Aujourd'hui comme hier, nous avons besoin de mesures d'accompagnement pour les agriculteurs.
Le dernier levier sur lequel il nous faut réfléchir et agir concerne la difficile régulation économique du marché. A cet égard, je suis ravi que M. Gaymard soit notre nouveau ministre de l'économie, des finances et de l'industrie Il connaît très bien le sujet et je suis sûr qu'il n'oubliera pas les agriculteurs. Si tel était le cas, je sais, monsieur le ministre, que vous lui rappellerez son passage au ministère de l'agriculture et à quel point sont inégales, voire injustes, les relations entre les petits producteurs et la grande distribution.

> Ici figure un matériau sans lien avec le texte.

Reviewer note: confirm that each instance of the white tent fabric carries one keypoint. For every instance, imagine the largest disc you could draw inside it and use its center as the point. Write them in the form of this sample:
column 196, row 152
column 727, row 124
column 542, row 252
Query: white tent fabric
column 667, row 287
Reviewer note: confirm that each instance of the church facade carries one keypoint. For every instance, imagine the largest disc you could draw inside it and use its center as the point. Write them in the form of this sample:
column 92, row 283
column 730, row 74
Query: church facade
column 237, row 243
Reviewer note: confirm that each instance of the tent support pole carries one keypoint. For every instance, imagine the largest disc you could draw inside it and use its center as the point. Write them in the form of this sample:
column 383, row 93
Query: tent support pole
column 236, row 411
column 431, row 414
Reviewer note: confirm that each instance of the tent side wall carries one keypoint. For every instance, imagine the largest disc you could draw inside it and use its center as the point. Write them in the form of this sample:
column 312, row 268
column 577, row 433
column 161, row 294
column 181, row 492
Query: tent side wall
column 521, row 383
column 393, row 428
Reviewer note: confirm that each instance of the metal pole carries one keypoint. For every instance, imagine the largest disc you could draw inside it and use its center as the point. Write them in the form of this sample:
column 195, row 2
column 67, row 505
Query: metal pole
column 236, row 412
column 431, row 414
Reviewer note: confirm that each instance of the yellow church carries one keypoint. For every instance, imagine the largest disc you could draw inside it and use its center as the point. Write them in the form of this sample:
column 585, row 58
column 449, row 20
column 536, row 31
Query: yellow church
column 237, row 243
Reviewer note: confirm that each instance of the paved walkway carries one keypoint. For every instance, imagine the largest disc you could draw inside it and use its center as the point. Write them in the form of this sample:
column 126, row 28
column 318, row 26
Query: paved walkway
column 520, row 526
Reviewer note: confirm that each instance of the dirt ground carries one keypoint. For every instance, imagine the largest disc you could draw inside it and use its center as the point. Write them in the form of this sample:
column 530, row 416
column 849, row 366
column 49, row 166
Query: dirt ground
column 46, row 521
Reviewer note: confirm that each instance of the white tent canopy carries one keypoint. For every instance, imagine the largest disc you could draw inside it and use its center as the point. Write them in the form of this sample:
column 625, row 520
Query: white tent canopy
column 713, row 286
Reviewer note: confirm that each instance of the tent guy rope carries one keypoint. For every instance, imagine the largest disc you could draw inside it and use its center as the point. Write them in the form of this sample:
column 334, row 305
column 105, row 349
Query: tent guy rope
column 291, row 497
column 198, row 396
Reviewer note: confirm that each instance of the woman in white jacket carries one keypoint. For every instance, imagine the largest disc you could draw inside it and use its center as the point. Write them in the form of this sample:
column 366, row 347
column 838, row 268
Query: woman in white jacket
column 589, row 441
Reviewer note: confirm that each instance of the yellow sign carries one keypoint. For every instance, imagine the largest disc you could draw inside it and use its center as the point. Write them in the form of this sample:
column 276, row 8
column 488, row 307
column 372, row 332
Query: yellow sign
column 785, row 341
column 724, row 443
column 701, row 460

Coefficient multiplicateur, prix minimum, mécanisme de cliquet, aucune solution n'est aujourd'hui définitivement arrêtée sur le sujet. Je sais que Christian Jacob, ministre des petites et moyennes entreprises, du commerce, de l'artisanat, a été chargé d'étudier cette question d'un point de vue global.
Considérant les difficultés particulières de cette filière, j'ai proposé à M. Emorine de créer, au sein de la commission des affaires économiques, un groupe de travail sur les fruits et légumes. Je le remercie d'avoir répondu favorablement à ma suggestion, ainsi que Gérard César. Ce groupe de travail sera constitué mardi prochain. J'espère que nous saurons, avec mes collègues et les acteurs de la filière, dans un esprit constructif, être une force de proposition sur ce sujet sensible et complexe.
Je ne vous cache pas, monsieur le ministre, que je suis inquiet, d'autant que la marge de manoeuvre laissée par le projet de budget pour 2005 est très étroite. Les crédits sont reconduits, mais il faut y ajouter les reports prévus dans la loi de finances rectificative pour avoir le compte ! Dès lors, comment financer des actions supplémentaires ?
Les aides conjoncturelles accordées par votre prédécesseur s'avéreront rapidement très insuffisantes pour bon nombre d'entreprises. Dans ce contexte, comment trouverez-vous des crédits pour venir au secours des plus fragilisées d'entre elles ?
A compter de 2005, le dispositif communautaire de gestion des crises devrait être en place à partir du financement prélevé sur la modulation : 3 % de modulation, dont 1 % pour les crises. Si tel est le cas, vous aurez l'obligation d'apporter une contrepartie financière nationale à ce dispositif. Où comptez-vous trouver ces crédits ?
Monsieur le ministre, même si ce budget ne me donne pas entière satisfaction, je le voterai parce que je pense que votre prédécesseur a été un bon ministre de l'agriculture. Il a, en particulier, sorti la France de son isolement au niveau international et il s'est battu avec beaucoup d'énergie pour défendre l'agriculture française.
Je le voterai également parce que j'ai confiance en vous ; je connais votre courage et votre savoir-faire. Je sais que vous aussi, monsieur le ministre, vous vous battrez pour défendre notre agriculture, avec le concours de M. Forissier.